Tobias Klausmann
2014-Jun-03 20:58 UTC
[Nouveau] [PATCH v2 0/4] Constant folding of new Instructions
And another try for constant folding of Instructions for nvc0.
Please Review this!
Thanks,
Tobias Klausmann
Tobias Klausmann (4):
nvc0/ir: clear subop when folding constant expressions
nvc0/ir: Handle reverse subop for OP_EXTBF when folding constant
expressions
nvc0/ir: Handle OP_BFIND when folding constant expressions
nvc0/ir: Handle OP_POPCNT when folding constant expressions
.../drivers/nouveau/codegen/nv50_ir_peephole.cpp | 50 +++++++++++++++++++++-
1 file changed, 48 insertions(+), 2 deletions(-)
--
1.8.4.5
Tobias Klausmann
2014-Jun-03 20:58 UTC
[Nouveau] [PATCH v2 1/4] nvc0/ir: clear subop when folding constant expressions
Some operations (e.g.

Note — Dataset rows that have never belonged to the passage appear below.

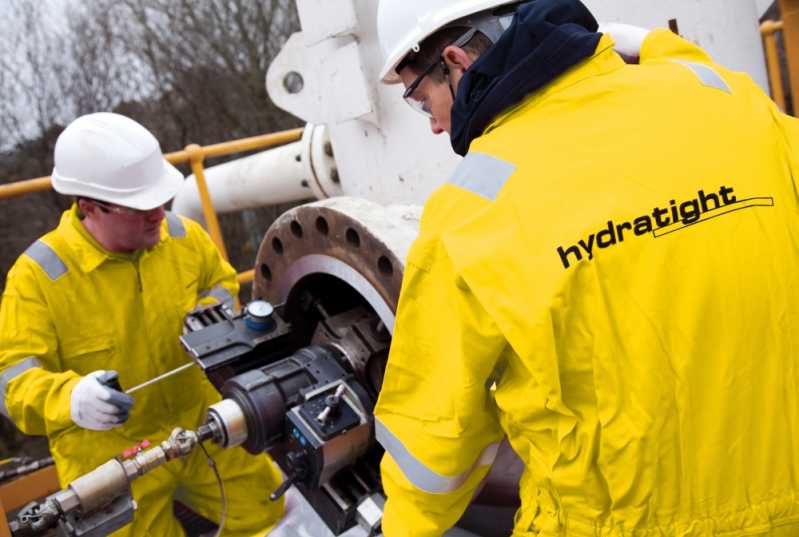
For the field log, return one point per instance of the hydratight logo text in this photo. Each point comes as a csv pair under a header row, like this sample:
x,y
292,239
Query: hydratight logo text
x,y
660,222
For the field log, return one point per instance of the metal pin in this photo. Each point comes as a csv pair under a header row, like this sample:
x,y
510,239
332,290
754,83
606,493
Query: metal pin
x,y
159,378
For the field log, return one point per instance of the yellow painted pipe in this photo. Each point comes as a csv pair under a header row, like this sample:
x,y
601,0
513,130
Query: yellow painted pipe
x,y
768,29
196,158
41,184
238,146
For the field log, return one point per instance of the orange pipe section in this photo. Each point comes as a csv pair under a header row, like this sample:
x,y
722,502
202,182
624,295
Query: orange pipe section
x,y
768,29
20,188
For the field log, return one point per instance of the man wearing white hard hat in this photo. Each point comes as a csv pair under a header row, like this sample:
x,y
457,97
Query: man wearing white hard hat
x,y
609,279
107,291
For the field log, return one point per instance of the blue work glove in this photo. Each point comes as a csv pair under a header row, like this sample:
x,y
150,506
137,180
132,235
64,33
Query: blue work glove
x,y
96,405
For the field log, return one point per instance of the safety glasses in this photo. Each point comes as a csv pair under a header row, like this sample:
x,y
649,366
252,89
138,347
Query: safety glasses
x,y
421,105
124,211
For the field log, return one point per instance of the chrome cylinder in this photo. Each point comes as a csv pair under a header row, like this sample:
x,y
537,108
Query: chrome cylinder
x,y
228,421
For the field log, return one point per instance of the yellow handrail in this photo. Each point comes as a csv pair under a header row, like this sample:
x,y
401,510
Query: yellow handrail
x,y
769,30
195,155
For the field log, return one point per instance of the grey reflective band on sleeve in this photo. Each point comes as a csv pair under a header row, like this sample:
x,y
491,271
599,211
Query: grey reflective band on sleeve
x,y
10,374
482,174
175,225
707,75
46,258
219,293
420,475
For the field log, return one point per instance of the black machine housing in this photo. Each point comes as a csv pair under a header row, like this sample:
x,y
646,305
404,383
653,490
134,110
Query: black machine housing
x,y
306,382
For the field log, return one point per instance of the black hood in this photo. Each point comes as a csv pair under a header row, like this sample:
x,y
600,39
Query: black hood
x,y
545,39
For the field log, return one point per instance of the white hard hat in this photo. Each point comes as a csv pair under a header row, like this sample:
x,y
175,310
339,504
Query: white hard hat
x,y
112,158
403,24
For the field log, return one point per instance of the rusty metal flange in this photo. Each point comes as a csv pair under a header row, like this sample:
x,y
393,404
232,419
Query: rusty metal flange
x,y
357,241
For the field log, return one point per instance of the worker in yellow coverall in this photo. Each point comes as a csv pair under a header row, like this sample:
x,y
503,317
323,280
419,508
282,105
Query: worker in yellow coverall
x,y
107,290
610,279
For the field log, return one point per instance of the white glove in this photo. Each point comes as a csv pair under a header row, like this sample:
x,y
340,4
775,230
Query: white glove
x,y
95,406
628,38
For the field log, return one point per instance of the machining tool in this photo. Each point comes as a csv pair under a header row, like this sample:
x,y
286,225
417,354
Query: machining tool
x,y
100,502
309,405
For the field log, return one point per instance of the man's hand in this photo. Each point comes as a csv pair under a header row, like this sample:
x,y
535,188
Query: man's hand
x,y
95,406
628,38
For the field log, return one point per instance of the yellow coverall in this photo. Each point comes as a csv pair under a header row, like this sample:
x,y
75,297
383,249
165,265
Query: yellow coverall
x,y
611,280
71,307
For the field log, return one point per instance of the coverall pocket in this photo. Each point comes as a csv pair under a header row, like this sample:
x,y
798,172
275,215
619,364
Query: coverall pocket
x,y
86,353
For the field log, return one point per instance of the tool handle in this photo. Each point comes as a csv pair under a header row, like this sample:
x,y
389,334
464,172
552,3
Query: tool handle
x,y
111,380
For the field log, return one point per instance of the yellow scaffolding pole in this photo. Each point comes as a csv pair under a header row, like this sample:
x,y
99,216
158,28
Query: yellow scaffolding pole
x,y
769,31
195,155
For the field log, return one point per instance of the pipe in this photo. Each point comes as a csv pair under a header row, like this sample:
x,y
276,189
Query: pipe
x,y
769,30
267,178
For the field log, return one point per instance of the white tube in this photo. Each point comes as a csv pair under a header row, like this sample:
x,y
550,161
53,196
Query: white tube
x,y
267,178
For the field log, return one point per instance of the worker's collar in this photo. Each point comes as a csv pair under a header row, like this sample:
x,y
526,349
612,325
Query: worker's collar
x,y
545,39
90,254
604,61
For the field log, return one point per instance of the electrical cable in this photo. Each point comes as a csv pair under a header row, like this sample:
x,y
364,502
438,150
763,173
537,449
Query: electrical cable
x,y
212,464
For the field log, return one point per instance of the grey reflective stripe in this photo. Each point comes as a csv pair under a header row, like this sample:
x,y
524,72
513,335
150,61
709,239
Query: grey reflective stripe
x,y
707,75
221,294
10,374
420,475
175,225
46,258
482,174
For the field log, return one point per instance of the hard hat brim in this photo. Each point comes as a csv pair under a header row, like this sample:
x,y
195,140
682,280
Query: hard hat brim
x,y
149,197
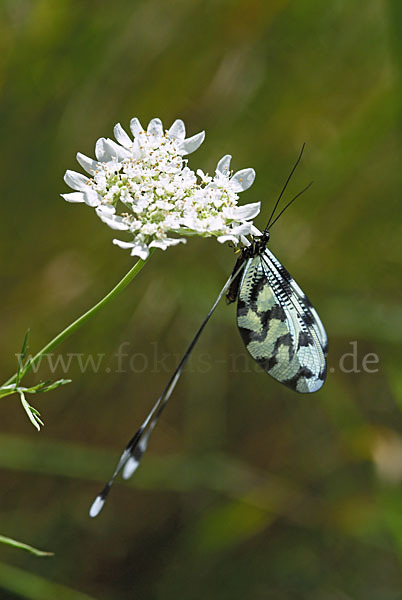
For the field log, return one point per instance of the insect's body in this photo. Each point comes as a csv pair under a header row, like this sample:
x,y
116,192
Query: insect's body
x,y
278,325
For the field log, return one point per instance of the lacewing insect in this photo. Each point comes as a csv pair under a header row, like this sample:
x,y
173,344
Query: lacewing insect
x,y
279,327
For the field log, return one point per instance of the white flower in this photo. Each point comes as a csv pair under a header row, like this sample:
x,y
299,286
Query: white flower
x,y
143,185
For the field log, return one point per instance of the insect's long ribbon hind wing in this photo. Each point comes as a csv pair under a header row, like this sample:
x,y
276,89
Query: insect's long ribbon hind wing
x,y
133,452
275,328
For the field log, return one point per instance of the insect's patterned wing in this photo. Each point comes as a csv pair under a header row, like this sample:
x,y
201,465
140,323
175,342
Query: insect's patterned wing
x,y
309,313
276,327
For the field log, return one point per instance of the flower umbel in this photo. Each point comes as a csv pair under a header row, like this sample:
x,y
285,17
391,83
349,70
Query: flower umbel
x,y
145,187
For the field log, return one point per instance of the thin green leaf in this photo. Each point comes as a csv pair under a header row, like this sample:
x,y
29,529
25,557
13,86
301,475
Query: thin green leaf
x,y
36,422
56,384
22,355
22,546
6,390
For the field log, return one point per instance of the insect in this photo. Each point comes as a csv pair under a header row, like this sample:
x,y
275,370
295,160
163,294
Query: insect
x,y
278,324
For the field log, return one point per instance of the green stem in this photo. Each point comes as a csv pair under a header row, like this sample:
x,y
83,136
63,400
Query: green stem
x,y
82,319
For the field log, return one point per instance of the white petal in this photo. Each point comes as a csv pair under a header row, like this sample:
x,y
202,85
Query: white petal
x,y
96,506
124,245
136,127
155,128
122,137
76,181
243,229
112,221
91,197
191,144
178,130
107,150
73,197
106,208
248,211
140,250
243,179
87,163
224,164
228,238
117,151
163,244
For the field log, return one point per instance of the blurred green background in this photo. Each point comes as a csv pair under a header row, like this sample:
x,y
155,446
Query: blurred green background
x,y
248,490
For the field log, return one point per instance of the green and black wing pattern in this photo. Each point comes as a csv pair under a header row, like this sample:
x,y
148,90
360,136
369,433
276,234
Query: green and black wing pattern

OP_MUL/OP_MAD/OP_EXTBF might have a subop set.
After folding, make sure that it is cleared
Signed-off-by: Tobias Klausmann <tobias.johannes.klausmann at mni.thm.de>
---
src/gallium/drivers/nouveau/codegen/nv50_ir_peephole.cpp | 1 +
1 file changed, 1 insertion(+)
diff --git a/src/gallium/drivers/nouveau/codegen/nv50_ir_peephole.cpp
b/src/gallium/drivers/nouveau/codegen/nv50_ir_peephole.cpp
index 1a2c2e6..58092f4 100644
--- a/src/gallium/drivers/nouveau/codegen/nv50_ir_peephole.cpp
+++ b/src/gallium/drivers/nouveau/codegen/nv50_ir_peephole.cpp
@@ -563,6 +563,7 @@ ConstantFolding::expr(Instruction *i,
} else {
i->op = i->saturate ? OP_SAT : OP_MOV; /* SAT handled by unary() */
}
+ i->subOp = 0;
}
void
--
1.8.4.5
Tobias Klausmann
2014-Jun-03 20:58 UTC
[Nouveau] [PATCH v2 2/4] nvc0/ir: Handle reverse subop for OP_EXTBF when folding constant expressions
V2: Handle the instruction right (shift after reverse)
Signed-off-by: Tobias Klausmann <tobias.johannes.klausmann at mni.thm.de>
---
src/gallium/drivers/nouveau/codegen/nv50_ir_peephole.cpp | 16 ++++++++++++++--
1 file changed, 14 insertions(+), 2 deletions(-)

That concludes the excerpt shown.